Umfrage unter Kita-Leitungen:"Den empfohlenen Betreuungsschlüssel können wir schon lange nicht mehr einhalten"

Den Kindern fehlt die angemessene Betreuung, die Erzieher verlieren die Freude an der Arbeit. Eine neue Umfrage unter Kita-Leitungen zeigt, wie folgenschwer der Personalmangel ist.

Von Vera Kraft

Die schönen Dinge fallen als Erstes weg, sagt Kita-Leiterin Barbara Nolte. Aufwendige Bastelprojekte oder ein Ausflug zum Bauernhof brauchen nun einmal genug Personal. Aber auch der Bildungsauftrag von Kitas sei immer stärker gefährdet: "Oft geht es nur noch um reine Betreuung", sagt Nolte. Dass die pädagogische Qualität unter dem Fachkräftemangel in Kitas leidet, zeigt eine aktuelle Umfrage unter 5400 Kita-Leiterinnen und -Leitern, die der Verband Bildung und Erziehung (VBE) durchgeführt hat.

Die Ergebnisse sind eindeutig: Fast 95 Prozent der Kita-Leitungen geben an, dass sich der Personalmangel in ihrer Einrichtung in den vergangenen zwölf Monaten verschärft hat. Es sei schwieriger geworden, passende Erzieherinnen oder Erzieher zu gewinnen - und die vorhandenen kämen häufiger an ihre Belastungsgrenze.

"Den empfohlenen Betreuungsschlüssel können wir schon lange nicht mehr einhalten", sagt Nolte, die eine Kita im Kreis Paderborn in Nordrhein-Westfalen leitet. Optimalerweise sollte eine Erzieherin für maximal drei Kinder unter drei Jahren oder sieben bis acht Kinder über drei Jahren verantwortlich sein. In über zwei Dritteln aller Fälle kann das laut Umfrage aber nicht gewährleistet werden.

"Wir sollen immer mehr Aufgaben stemmen."

Dadurch sinke die pädagogische Qualität, sagen 88 Prozent der Befragten, manche Angebote fielen sogar komplett weg. Sprachförderung und musikalische Bildung etwa, das komme oft zu kurz, berichtet Nolte, die beim VBE NRW Referentin ist. Darunter leiden die Kinder, aber auch die Erzieher. "Viele brennen für ihren Job", sagt Nolte, doch unter diesen Umständen brenne man schnell aus. Acht von zehn Kita-Leitungen geben an, der Personalmangel schade der Freude an der Arbeit. Zudem steige durch die hohe Arbeitsbelastung häufig der Krankenstand.
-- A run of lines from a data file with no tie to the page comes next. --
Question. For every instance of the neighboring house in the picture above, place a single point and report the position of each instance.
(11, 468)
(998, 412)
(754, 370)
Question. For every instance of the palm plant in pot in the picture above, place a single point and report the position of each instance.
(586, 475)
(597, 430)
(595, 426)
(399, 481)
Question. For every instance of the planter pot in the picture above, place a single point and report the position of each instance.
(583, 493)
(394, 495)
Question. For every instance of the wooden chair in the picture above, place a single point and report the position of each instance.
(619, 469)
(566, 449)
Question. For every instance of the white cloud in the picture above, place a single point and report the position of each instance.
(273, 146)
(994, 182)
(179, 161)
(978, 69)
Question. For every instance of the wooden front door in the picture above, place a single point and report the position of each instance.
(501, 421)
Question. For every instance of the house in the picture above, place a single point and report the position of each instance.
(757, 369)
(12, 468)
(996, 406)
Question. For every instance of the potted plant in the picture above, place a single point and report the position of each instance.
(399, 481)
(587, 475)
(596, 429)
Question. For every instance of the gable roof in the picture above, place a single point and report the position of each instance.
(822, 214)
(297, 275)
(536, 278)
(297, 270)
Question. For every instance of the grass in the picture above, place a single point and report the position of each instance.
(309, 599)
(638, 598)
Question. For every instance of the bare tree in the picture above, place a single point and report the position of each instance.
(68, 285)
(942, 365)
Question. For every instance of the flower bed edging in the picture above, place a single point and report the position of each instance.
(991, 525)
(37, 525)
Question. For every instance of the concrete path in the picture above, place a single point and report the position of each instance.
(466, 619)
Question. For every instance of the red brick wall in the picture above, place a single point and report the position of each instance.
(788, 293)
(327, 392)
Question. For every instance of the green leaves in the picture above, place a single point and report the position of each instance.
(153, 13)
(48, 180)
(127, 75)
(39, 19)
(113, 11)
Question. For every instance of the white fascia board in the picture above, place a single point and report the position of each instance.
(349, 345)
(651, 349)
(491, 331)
Die Politik werde ihrer gesetzlichen Verantwortung nicht gerecht, kritisiert der VBE-Vizevorsitzende Tomi Neckov. Diesen Eindruck scheinen auch viele Kita-Leiterinnen zu teilen. Obwohl acht von zehn den Job immer noch gern ausüben, fühlen sich viele von der Politik nicht genug wertgeschätzt.

"Aktuell befinden wir uns in einer Abwärtsspirale", sagt Nolte. "Wir sollen immer mehr Aufgaben stemmen, bei immer stärker schwindenden Ressourcen." So seien politische Ziele wie etwa längere Öffnungszeiten unmöglich zu erreichen. Denn in der Praxis helfen laut Umfrage eher kürzere Öffnungszeiten, Springerkräfte und Mehrarbeit dabei, der Lage Herr zu werden. Langfristig gesehen braucht es aber andere Instrumente, sagen viele Befragte: bessere Bezahlung, neue Stellen und mehr individuelle berufliche Perspektiven.